Robert James Merrell (1893-1944)
1944/45 Obituary 
Robert James Merrell was born in 1893 and received his engineering training at W. G. Cannon and Sons, Ltd., of Southwark. He held the position of Assistant Manager to the Company until he joined the Army in 1914.
He remained in the Regular Army after the war, rising to the rank of Colonel, and was connected with tank design and development from the early days.
He died in December, 1944, at the age of 51.
He was elected an Associate Member in 1923.
1946 Obituary 
Colonel ROBERT JAMES MERRELL. R.E.M.E., who died at the age of 51 on 21st October 1944, was intimately connected with the mechanization of the Army.
Born in London in 1893, he served his apprenticeship with Messrs. W. G. Cannon and Sons, a well-known London firm of engineers. At the outbreak of the first world war in 1914 he enlisted in the Royal Army Service Corps, Motor Transport Division, the only mechanized unit in the Army at the time. He soon rose to commissioned rank and became an engineer officer in the (then) Tank Corps. He was mentioned in dispatches for gallant and distinguished services in the field with that Corps, and soon after the conclusion of hostilities he was offered, and accepted, a regular commission in the Royal Engineers.

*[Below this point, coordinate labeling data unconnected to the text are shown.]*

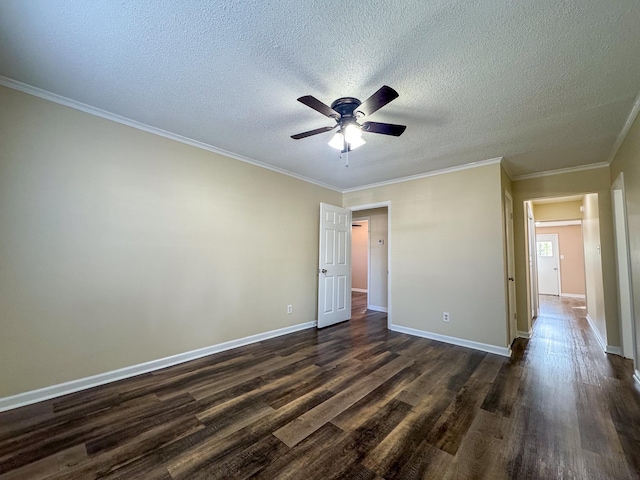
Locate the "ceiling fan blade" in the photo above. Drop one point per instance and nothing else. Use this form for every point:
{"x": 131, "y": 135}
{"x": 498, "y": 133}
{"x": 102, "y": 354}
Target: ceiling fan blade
{"x": 312, "y": 132}
{"x": 318, "y": 106}
{"x": 384, "y": 128}
{"x": 378, "y": 100}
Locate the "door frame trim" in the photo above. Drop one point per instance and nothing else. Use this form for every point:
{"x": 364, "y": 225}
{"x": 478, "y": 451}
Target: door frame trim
{"x": 368, "y": 220}
{"x": 387, "y": 204}
{"x": 618, "y": 185}
{"x": 512, "y": 306}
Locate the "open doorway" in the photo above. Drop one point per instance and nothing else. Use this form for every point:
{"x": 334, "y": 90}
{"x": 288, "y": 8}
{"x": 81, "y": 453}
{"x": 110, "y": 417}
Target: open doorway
{"x": 559, "y": 246}
{"x": 567, "y": 252}
{"x": 370, "y": 257}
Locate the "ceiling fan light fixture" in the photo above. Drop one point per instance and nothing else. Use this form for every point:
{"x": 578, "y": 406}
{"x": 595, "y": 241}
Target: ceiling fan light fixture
{"x": 352, "y": 133}
{"x": 356, "y": 142}
{"x": 337, "y": 141}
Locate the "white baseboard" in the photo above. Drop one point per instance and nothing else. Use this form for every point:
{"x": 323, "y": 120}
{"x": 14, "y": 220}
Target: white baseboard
{"x": 596, "y": 332}
{"x": 573, "y": 295}
{"x": 375, "y": 308}
{"x": 485, "y": 347}
{"x": 522, "y": 334}
{"x": 53, "y": 391}
{"x": 614, "y": 350}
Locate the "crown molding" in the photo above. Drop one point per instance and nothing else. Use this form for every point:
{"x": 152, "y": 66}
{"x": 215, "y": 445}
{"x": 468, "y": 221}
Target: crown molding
{"x": 434, "y": 173}
{"x": 625, "y": 130}
{"x": 83, "y": 107}
{"x": 506, "y": 167}
{"x": 560, "y": 171}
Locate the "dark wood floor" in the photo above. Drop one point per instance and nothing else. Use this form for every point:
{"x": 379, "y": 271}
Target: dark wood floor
{"x": 353, "y": 401}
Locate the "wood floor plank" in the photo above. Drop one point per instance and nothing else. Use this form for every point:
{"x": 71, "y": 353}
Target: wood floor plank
{"x": 49, "y": 466}
{"x": 303, "y": 426}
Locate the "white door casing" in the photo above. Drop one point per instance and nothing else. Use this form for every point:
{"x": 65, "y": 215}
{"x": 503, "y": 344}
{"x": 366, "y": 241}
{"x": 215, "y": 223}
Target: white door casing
{"x": 334, "y": 271}
{"x": 624, "y": 278}
{"x": 533, "y": 265}
{"x": 511, "y": 275}
{"x": 548, "y": 260}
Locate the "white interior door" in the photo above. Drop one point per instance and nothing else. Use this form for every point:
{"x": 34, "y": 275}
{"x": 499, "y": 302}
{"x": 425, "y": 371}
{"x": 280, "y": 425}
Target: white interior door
{"x": 548, "y": 264}
{"x": 334, "y": 283}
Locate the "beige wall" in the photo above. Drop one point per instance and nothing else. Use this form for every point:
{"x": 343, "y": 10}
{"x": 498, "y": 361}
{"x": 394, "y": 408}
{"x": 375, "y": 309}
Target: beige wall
{"x": 557, "y": 211}
{"x": 119, "y": 247}
{"x": 360, "y": 255}
{"x": 446, "y": 252}
{"x": 568, "y": 184}
{"x": 627, "y": 160}
{"x": 571, "y": 251}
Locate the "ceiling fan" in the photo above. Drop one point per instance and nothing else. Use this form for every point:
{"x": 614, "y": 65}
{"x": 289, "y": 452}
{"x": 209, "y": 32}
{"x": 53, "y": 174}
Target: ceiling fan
{"x": 346, "y": 111}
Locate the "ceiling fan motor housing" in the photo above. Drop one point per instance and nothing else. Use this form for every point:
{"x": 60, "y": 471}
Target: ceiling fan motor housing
{"x": 346, "y": 107}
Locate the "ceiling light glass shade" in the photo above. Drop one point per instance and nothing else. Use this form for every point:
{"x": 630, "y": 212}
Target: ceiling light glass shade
{"x": 357, "y": 142}
{"x": 352, "y": 133}
{"x": 337, "y": 141}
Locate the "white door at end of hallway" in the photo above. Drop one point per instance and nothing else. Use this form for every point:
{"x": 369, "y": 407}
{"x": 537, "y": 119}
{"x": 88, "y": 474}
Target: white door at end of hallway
{"x": 334, "y": 283}
{"x": 548, "y": 260}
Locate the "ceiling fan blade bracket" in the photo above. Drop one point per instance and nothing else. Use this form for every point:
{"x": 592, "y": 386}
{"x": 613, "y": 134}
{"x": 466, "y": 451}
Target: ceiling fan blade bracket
{"x": 384, "y": 128}
{"x": 318, "y": 106}
{"x": 376, "y": 101}
{"x": 299, "y": 136}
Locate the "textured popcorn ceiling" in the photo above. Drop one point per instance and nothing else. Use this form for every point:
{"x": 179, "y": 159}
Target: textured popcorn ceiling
{"x": 545, "y": 84}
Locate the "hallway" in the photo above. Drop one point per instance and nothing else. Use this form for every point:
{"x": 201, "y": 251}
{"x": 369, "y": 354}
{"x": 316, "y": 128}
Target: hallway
{"x": 579, "y": 406}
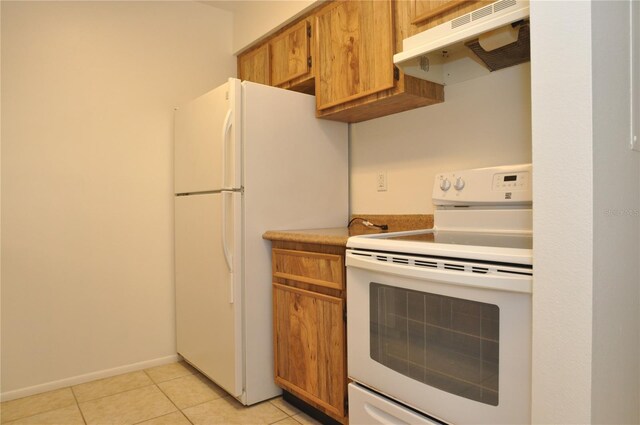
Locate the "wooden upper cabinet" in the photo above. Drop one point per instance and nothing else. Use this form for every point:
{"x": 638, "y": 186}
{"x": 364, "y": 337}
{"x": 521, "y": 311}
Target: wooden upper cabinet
{"x": 254, "y": 65}
{"x": 354, "y": 51}
{"x": 290, "y": 54}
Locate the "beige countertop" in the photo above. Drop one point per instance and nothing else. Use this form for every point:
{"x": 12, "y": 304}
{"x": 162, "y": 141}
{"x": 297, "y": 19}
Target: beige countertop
{"x": 338, "y": 235}
{"x": 332, "y": 236}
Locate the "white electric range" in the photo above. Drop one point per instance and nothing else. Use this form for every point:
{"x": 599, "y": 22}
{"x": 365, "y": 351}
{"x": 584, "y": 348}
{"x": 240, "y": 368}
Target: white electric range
{"x": 439, "y": 320}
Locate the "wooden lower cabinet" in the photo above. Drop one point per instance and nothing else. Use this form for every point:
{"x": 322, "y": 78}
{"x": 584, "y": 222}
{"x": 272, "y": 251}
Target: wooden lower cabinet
{"x": 309, "y": 325}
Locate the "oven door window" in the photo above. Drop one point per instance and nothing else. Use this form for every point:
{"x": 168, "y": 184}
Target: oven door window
{"x": 448, "y": 343}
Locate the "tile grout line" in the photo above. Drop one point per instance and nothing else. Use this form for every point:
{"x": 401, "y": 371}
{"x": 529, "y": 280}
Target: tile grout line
{"x": 44, "y": 411}
{"x": 172, "y": 402}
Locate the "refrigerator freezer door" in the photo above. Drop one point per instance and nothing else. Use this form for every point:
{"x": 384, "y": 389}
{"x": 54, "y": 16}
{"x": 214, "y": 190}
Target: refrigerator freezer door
{"x": 207, "y": 311}
{"x": 207, "y": 141}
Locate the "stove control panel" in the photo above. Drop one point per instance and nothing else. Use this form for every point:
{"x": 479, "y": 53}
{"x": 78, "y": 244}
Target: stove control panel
{"x": 509, "y": 184}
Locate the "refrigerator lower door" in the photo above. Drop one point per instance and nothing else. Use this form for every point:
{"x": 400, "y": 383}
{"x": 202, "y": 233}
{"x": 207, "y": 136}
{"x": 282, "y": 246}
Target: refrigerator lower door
{"x": 208, "y": 307}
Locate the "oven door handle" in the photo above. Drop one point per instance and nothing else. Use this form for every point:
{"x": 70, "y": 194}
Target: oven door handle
{"x": 509, "y": 281}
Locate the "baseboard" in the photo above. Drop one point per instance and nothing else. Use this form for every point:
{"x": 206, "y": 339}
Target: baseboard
{"x": 81, "y": 379}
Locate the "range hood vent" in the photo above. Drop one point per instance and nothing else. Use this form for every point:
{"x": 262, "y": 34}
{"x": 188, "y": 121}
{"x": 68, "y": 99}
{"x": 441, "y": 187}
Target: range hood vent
{"x": 508, "y": 55}
{"x": 496, "y": 36}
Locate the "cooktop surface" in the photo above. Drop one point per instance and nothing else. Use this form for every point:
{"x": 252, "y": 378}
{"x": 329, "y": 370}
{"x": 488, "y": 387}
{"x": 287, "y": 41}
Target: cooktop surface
{"x": 498, "y": 240}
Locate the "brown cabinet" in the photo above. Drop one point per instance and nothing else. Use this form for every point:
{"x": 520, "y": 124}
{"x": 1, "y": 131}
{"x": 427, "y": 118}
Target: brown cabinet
{"x": 282, "y": 61}
{"x": 355, "y": 78}
{"x": 309, "y": 325}
{"x": 354, "y": 51}
{"x": 290, "y": 54}
{"x": 342, "y": 52}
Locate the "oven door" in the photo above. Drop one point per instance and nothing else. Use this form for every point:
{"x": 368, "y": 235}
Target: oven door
{"x": 449, "y": 338}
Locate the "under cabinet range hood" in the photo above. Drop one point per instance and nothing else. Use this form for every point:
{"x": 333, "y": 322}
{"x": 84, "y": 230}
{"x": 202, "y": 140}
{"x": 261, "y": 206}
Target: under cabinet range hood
{"x": 493, "y": 37}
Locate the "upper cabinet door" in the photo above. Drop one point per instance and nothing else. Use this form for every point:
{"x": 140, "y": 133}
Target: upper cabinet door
{"x": 354, "y": 51}
{"x": 254, "y": 65}
{"x": 290, "y": 54}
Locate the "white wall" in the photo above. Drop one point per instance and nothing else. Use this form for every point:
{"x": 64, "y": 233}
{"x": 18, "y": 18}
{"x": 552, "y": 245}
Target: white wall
{"x": 616, "y": 216}
{"x": 483, "y": 122}
{"x": 586, "y": 326}
{"x": 254, "y": 19}
{"x": 563, "y": 215}
{"x": 87, "y": 210}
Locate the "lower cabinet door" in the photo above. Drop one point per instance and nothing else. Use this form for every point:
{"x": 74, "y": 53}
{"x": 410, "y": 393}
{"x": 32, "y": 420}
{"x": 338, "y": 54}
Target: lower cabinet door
{"x": 309, "y": 334}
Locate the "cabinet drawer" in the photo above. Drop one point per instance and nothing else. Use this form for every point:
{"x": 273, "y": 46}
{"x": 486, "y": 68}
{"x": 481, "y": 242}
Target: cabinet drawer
{"x": 309, "y": 267}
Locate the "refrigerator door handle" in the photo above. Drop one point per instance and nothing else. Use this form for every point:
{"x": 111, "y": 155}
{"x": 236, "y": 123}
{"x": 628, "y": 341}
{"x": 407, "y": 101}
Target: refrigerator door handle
{"x": 226, "y": 127}
{"x": 225, "y": 245}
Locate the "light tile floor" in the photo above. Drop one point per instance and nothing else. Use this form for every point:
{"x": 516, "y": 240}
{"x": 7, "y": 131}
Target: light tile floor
{"x": 173, "y": 394}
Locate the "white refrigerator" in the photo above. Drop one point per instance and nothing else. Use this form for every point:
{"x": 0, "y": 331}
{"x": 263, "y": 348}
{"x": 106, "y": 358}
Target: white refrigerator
{"x": 248, "y": 158}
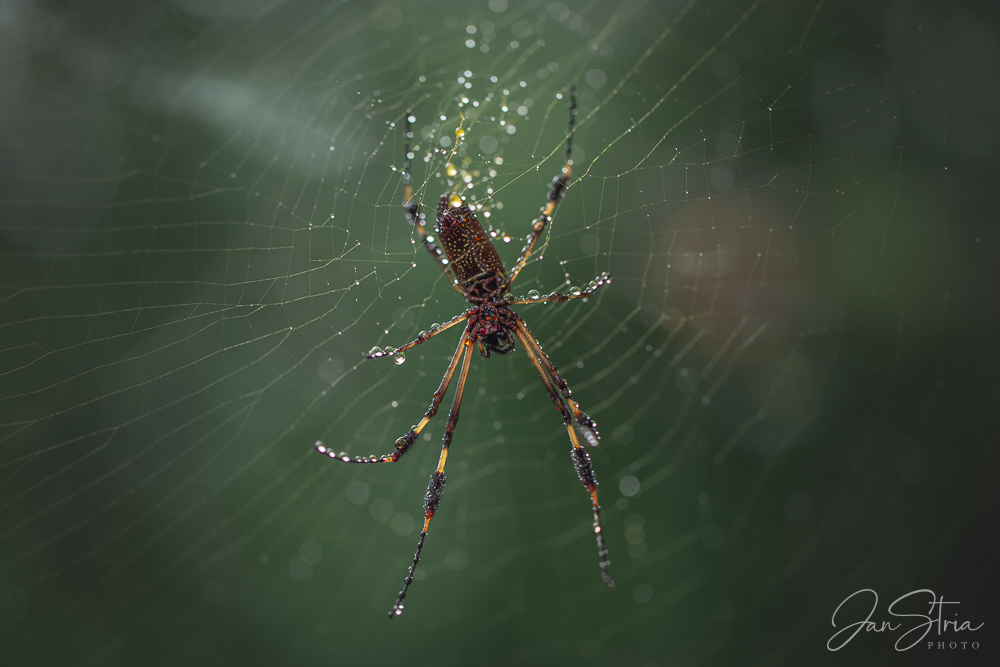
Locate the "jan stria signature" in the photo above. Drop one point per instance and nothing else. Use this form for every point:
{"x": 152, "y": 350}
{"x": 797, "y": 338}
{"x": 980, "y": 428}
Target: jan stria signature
{"x": 915, "y": 626}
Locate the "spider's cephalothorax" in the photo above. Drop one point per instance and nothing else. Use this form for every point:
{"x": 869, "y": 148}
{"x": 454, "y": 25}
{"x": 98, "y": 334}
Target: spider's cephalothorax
{"x": 468, "y": 257}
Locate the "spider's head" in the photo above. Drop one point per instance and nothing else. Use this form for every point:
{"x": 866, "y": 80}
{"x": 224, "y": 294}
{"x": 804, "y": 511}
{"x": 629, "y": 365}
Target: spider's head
{"x": 500, "y": 342}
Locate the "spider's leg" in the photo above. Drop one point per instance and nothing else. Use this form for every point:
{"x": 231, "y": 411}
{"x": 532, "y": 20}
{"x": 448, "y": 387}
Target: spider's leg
{"x": 581, "y": 459}
{"x": 404, "y": 443}
{"x": 412, "y": 207}
{"x": 587, "y": 426}
{"x": 397, "y": 352}
{"x": 556, "y": 192}
{"x": 556, "y": 297}
{"x": 435, "y": 487}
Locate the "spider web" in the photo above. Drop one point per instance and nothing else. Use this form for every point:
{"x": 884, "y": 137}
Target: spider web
{"x": 793, "y": 368}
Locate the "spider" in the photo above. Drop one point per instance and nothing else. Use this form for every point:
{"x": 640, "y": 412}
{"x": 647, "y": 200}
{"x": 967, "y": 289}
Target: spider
{"x": 468, "y": 257}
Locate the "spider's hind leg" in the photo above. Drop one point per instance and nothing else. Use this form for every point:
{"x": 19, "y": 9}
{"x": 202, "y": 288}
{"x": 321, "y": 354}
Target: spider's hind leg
{"x": 435, "y": 486}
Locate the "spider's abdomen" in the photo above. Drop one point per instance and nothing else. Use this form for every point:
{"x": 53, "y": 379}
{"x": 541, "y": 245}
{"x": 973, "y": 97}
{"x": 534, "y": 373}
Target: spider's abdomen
{"x": 470, "y": 251}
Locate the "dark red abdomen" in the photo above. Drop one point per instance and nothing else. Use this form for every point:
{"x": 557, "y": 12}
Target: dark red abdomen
{"x": 470, "y": 251}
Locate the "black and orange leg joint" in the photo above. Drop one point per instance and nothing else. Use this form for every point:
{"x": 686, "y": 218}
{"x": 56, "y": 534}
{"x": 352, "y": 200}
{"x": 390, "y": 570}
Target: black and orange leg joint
{"x": 585, "y": 471}
{"x": 435, "y": 488}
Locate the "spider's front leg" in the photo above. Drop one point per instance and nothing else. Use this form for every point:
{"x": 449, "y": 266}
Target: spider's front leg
{"x": 404, "y": 443}
{"x": 556, "y": 192}
{"x": 587, "y": 426}
{"x": 397, "y": 352}
{"x": 435, "y": 486}
{"x": 557, "y": 297}
{"x": 581, "y": 459}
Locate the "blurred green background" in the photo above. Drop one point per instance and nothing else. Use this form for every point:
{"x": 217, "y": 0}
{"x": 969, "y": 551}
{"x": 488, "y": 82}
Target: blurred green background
{"x": 794, "y": 368}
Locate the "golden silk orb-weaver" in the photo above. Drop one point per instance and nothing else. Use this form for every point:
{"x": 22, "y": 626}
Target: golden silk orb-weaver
{"x": 466, "y": 254}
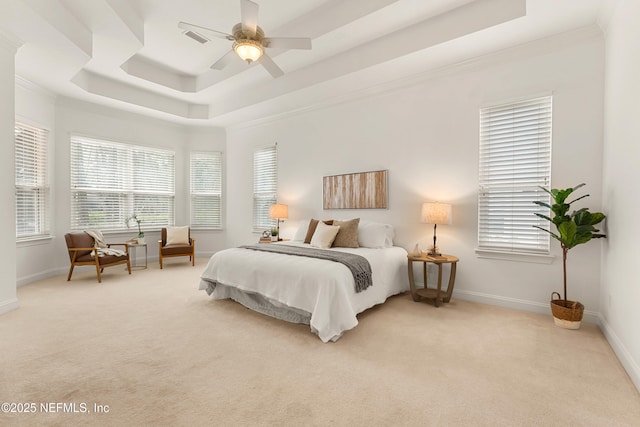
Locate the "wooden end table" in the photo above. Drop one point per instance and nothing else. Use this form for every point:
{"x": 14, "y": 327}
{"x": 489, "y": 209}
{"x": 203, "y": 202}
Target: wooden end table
{"x": 436, "y": 294}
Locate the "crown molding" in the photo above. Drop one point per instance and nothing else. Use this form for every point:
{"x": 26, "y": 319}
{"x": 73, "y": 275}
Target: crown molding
{"x": 10, "y": 42}
{"x": 32, "y": 87}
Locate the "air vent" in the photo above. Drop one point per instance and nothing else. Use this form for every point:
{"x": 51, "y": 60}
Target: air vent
{"x": 197, "y": 37}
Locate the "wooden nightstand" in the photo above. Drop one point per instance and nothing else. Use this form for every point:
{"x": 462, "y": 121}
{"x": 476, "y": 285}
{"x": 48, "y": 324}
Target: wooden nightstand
{"x": 435, "y": 294}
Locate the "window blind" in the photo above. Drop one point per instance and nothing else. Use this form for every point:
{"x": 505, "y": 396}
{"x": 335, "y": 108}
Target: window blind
{"x": 32, "y": 182}
{"x": 110, "y": 181}
{"x": 206, "y": 190}
{"x": 515, "y": 159}
{"x": 265, "y": 187}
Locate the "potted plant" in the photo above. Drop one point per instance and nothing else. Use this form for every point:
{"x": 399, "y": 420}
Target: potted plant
{"x": 573, "y": 229}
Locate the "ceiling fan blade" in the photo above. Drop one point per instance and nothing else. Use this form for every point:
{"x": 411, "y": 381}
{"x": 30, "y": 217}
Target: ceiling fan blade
{"x": 225, "y": 60}
{"x": 270, "y": 66}
{"x": 204, "y": 31}
{"x": 288, "y": 42}
{"x": 249, "y": 17}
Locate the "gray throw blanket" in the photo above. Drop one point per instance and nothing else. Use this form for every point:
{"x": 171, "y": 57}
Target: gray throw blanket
{"x": 359, "y": 266}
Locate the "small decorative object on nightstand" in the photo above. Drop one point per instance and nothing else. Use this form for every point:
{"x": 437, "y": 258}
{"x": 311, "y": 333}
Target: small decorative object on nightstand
{"x": 435, "y": 213}
{"x": 278, "y": 211}
{"x": 437, "y": 295}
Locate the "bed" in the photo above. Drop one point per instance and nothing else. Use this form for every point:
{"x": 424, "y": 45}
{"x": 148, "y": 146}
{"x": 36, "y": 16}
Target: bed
{"x": 302, "y": 289}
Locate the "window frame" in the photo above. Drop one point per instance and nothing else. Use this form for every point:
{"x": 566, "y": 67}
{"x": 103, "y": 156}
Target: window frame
{"x": 40, "y": 186}
{"x": 141, "y": 181}
{"x": 515, "y": 156}
{"x": 265, "y": 186}
{"x": 209, "y": 193}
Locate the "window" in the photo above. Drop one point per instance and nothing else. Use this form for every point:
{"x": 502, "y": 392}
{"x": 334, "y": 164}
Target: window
{"x": 32, "y": 182}
{"x": 110, "y": 181}
{"x": 265, "y": 186}
{"x": 515, "y": 159}
{"x": 206, "y": 190}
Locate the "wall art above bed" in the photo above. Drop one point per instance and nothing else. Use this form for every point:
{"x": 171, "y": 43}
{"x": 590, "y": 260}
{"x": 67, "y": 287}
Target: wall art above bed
{"x": 363, "y": 190}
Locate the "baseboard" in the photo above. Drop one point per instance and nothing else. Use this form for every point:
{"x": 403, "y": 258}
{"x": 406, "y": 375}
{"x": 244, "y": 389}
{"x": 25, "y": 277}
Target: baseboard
{"x": 625, "y": 358}
{"x": 25, "y": 280}
{"x": 9, "y": 305}
{"x": 518, "y": 304}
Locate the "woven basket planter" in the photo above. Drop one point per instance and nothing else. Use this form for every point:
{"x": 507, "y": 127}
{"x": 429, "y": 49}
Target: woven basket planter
{"x": 566, "y": 314}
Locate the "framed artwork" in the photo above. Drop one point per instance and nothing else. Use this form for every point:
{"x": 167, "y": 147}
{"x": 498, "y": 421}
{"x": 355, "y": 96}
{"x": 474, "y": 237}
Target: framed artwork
{"x": 362, "y": 190}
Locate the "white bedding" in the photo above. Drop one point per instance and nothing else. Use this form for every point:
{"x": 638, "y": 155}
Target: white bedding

On account of various changes in the organization of the Army he was, during his service, transferred in turn to the Royal Tank Corps, the Royal Army Ordnance Corps, and finally to the Royal Electrical and Mechanical Engineers; but always he served in the capacity of a technical officer. In the course of his military career he held, among others, appointments on the Mechanical Warfare Establishment, the Design Department of the Mechanization Board, and the Staff of the Director of Mechanical Engineering at the War Office. At one time he was a Deputy Director of Mechanical Engineering with the rank of Brigadier, but was unfortunately obliged to relinquish that appointment on account of ill-health. He was elected an Associate Member of the Institution in 1923, and was transferred to Membership in 1944, only a few months before his death.
A capable and energetic engineer, he was one of those whose life's work contributed a useful share in building up the enormously complex technical equipment that gives our Army of to-day its terrible power and efficiency.